Fipke and Blusson had been hunting for arctic diamonds for over a decade. They were convinced that the geologic conditions northeast of Yellowknife were perfect for the presence of kimberlite. Kimberlite, the rock in which diamonds are found, is extremely rare.
Diamond prospectors do not look for the precious stones directly; instead, they sample the broader landscape for kimberlite indicator minerals. Fipke and Blusson were the first to successfully trace the indicator trail to diamond deposits at Lac de Gras.
Exploration and sampling after the 1991 discovery confirmed the importance of the Lac de Gras diamond field, and BHP Minerals announced in 1994 that it would proceed with constructing a mine. Diamonds were either intriguing or concerning, depending on whom you asked. Some northerners pinned hopes on jobs and spinoff benefits. In contrast, others were deeply troubled at the prospect of unchecked mineral development and its effects on the animals, especially the caribou of the arctic tundra. The level of public concern meant that BHP’s diamond project was subjected to the highest level of environmental assessment in Canada.
The 1996 public hearings were a chance for Indigenous people to voice their concerns on the impact of a diamond mine on their cultural traditions, the land and the animals, like caribou, that they relied on. The Indigenous people also sought a guarantee of employment and business opportunities at the diamond mines. Indigenous rights to participate as stakeholders were enshrined through socio-economic, environmental, and impact benefit agreements.

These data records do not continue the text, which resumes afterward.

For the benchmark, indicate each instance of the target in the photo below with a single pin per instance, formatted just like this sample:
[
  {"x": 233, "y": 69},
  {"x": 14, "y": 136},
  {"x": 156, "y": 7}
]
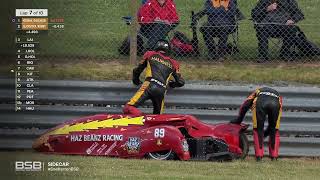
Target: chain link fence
[{"x": 218, "y": 30}]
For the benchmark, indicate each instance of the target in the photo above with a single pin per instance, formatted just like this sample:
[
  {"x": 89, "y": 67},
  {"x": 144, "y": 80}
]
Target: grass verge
[
  {"x": 112, "y": 168},
  {"x": 121, "y": 70}
]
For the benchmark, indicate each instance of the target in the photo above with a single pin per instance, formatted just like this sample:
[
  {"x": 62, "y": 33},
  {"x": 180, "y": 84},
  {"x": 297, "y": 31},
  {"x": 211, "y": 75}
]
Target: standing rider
[{"x": 160, "y": 69}]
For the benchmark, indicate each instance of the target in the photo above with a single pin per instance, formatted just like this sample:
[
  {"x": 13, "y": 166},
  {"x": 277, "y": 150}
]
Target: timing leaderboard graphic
[{"x": 32, "y": 25}]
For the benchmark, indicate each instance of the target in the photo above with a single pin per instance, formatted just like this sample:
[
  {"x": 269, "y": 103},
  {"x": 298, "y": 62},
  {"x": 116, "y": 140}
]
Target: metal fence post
[{"x": 133, "y": 32}]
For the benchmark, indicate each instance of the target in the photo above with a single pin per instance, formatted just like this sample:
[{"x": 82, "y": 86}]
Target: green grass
[
  {"x": 112, "y": 168},
  {"x": 235, "y": 72},
  {"x": 95, "y": 29}
]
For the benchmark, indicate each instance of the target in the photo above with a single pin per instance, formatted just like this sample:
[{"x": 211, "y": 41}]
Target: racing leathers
[
  {"x": 263, "y": 101},
  {"x": 159, "y": 72}
]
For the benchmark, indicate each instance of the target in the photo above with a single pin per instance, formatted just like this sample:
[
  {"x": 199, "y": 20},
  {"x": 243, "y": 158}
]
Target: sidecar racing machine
[{"x": 160, "y": 137}]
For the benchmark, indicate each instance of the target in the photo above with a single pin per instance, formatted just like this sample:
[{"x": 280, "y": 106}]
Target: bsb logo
[{"x": 28, "y": 166}]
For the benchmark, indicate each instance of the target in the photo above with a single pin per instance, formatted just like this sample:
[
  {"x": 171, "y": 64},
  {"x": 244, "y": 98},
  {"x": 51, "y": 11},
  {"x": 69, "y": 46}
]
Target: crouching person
[
  {"x": 160, "y": 68},
  {"x": 263, "y": 101}
]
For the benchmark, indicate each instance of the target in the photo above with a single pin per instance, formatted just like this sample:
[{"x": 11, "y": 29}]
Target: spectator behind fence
[
  {"x": 277, "y": 19},
  {"x": 221, "y": 22},
  {"x": 157, "y": 18}
]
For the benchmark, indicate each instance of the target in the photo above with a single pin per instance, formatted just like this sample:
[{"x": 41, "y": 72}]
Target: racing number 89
[{"x": 159, "y": 132}]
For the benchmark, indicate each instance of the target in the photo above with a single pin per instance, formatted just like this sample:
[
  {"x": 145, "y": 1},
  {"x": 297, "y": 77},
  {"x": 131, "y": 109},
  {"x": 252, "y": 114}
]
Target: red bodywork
[{"x": 133, "y": 137}]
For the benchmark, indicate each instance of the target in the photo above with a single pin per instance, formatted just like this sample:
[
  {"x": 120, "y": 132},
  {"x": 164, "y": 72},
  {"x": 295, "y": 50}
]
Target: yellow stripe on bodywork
[
  {"x": 98, "y": 124},
  {"x": 254, "y": 113},
  {"x": 280, "y": 114},
  {"x": 139, "y": 93}
]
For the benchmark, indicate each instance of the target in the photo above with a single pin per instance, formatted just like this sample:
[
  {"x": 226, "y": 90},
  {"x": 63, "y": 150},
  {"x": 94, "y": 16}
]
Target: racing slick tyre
[
  {"x": 244, "y": 145},
  {"x": 162, "y": 155}
]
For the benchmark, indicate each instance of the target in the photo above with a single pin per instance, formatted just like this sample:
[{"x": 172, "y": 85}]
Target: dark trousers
[
  {"x": 220, "y": 32},
  {"x": 264, "y": 106},
  {"x": 149, "y": 90},
  {"x": 290, "y": 35},
  {"x": 155, "y": 32}
]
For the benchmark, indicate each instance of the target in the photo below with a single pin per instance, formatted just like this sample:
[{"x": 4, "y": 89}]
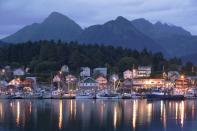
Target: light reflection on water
[{"x": 87, "y": 115}]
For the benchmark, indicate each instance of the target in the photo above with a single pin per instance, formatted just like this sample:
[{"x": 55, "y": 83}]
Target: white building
[
  {"x": 88, "y": 83},
  {"x": 19, "y": 72},
  {"x": 128, "y": 74},
  {"x": 85, "y": 72},
  {"x": 65, "y": 69},
  {"x": 173, "y": 75},
  {"x": 144, "y": 71},
  {"x": 148, "y": 83},
  {"x": 101, "y": 71}
]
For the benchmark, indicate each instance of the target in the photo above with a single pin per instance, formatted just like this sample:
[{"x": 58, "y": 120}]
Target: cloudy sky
[{"x": 14, "y": 14}]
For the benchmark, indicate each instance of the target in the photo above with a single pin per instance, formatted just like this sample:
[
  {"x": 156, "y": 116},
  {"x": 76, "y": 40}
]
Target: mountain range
[{"x": 136, "y": 34}]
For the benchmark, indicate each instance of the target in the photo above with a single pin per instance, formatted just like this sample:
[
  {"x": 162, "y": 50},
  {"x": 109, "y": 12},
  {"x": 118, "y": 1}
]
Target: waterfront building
[
  {"x": 173, "y": 75},
  {"x": 102, "y": 81},
  {"x": 182, "y": 83},
  {"x": 71, "y": 81},
  {"x": 144, "y": 71},
  {"x": 128, "y": 74},
  {"x": 19, "y": 72},
  {"x": 148, "y": 83},
  {"x": 127, "y": 85},
  {"x": 85, "y": 72},
  {"x": 65, "y": 69},
  {"x": 88, "y": 84},
  {"x": 100, "y": 71},
  {"x": 30, "y": 82}
]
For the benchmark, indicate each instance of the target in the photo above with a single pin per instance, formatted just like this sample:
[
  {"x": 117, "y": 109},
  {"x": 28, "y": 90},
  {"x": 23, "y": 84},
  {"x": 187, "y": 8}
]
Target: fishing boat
[
  {"x": 5, "y": 96},
  {"x": 18, "y": 95},
  {"x": 159, "y": 95},
  {"x": 46, "y": 95},
  {"x": 190, "y": 94},
  {"x": 85, "y": 95},
  {"x": 108, "y": 94},
  {"x": 56, "y": 94},
  {"x": 131, "y": 96}
]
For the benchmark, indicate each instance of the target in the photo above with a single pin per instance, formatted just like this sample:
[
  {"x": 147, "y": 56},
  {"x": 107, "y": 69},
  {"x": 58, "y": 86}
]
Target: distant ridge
[
  {"x": 55, "y": 27},
  {"x": 118, "y": 32},
  {"x": 175, "y": 40},
  {"x": 136, "y": 34}
]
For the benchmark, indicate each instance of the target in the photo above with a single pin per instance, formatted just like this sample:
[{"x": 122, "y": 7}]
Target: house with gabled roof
[{"x": 88, "y": 83}]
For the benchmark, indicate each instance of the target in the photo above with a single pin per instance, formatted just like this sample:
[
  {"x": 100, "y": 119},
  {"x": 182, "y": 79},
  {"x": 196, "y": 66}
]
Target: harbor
[{"x": 97, "y": 84}]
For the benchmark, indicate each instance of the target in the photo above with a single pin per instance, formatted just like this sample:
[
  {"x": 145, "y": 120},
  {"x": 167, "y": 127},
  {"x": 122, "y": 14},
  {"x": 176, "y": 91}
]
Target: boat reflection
[{"x": 97, "y": 114}]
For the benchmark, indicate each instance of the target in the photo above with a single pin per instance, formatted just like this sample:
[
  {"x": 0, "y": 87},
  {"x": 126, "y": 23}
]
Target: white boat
[
  {"x": 46, "y": 95},
  {"x": 131, "y": 96},
  {"x": 108, "y": 94},
  {"x": 28, "y": 95},
  {"x": 4, "y": 96},
  {"x": 190, "y": 94},
  {"x": 56, "y": 94},
  {"x": 18, "y": 95},
  {"x": 85, "y": 95},
  {"x": 68, "y": 96}
]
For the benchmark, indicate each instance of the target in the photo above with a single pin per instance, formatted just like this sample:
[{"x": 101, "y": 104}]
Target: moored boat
[
  {"x": 84, "y": 95},
  {"x": 108, "y": 94}
]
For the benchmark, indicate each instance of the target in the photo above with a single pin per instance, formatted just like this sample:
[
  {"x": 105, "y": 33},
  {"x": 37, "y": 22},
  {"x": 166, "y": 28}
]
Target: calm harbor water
[{"x": 98, "y": 115}]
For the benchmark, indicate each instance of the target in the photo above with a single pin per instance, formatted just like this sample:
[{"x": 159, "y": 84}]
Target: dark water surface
[{"x": 98, "y": 115}]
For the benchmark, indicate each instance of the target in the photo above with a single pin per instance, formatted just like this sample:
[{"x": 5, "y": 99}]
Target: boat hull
[{"x": 164, "y": 97}]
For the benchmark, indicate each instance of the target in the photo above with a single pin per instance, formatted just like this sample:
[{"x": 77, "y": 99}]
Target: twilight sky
[{"x": 15, "y": 14}]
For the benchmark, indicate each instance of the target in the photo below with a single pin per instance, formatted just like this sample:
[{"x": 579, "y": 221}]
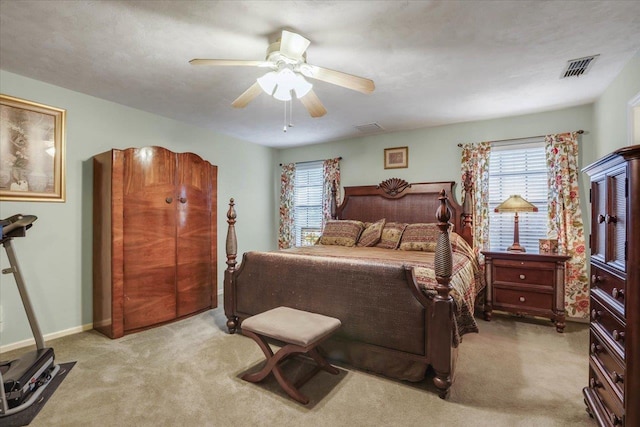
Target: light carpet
[{"x": 515, "y": 372}]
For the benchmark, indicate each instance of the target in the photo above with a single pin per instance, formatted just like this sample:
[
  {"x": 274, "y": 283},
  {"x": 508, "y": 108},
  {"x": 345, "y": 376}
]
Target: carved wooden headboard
[{"x": 398, "y": 201}]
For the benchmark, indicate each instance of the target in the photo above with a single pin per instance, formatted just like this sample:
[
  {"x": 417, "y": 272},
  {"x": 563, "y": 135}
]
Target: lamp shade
[{"x": 516, "y": 203}]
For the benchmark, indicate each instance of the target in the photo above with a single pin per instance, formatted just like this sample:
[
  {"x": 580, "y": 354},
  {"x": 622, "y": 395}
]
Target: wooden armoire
[
  {"x": 154, "y": 238},
  {"x": 613, "y": 392}
]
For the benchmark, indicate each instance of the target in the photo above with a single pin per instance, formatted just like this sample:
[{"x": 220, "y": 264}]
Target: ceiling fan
[{"x": 287, "y": 60}]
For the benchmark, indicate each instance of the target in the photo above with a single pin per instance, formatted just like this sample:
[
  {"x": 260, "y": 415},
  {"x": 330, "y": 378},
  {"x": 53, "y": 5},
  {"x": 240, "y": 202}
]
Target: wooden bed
[{"x": 392, "y": 324}]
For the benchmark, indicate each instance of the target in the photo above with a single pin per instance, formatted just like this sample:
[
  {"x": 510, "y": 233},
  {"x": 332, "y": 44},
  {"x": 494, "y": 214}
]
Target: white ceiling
[{"x": 433, "y": 62}]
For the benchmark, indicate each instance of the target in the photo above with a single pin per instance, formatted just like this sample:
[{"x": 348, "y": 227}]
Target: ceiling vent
[
  {"x": 578, "y": 67},
  {"x": 370, "y": 128}
]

Canada’s first diamond mine opened in 1998, Ekati (the Tłı̨chǫ word for ‘Fat Lake’ knows as Lac de Gras), was the culmination of Chuck Fipke’s and BHP Minerals’ dedicated exploration and a rigid environmental assessment process that aimed to change the way resource development was done in the Northwest Territories. Diavik Mine became the NWT’s second diamond producer in 2002, followed by De Beer’s mines at Snap Lake and Gahcho Kue. Diamond exploration continues in the north today in hopes of yet another big find.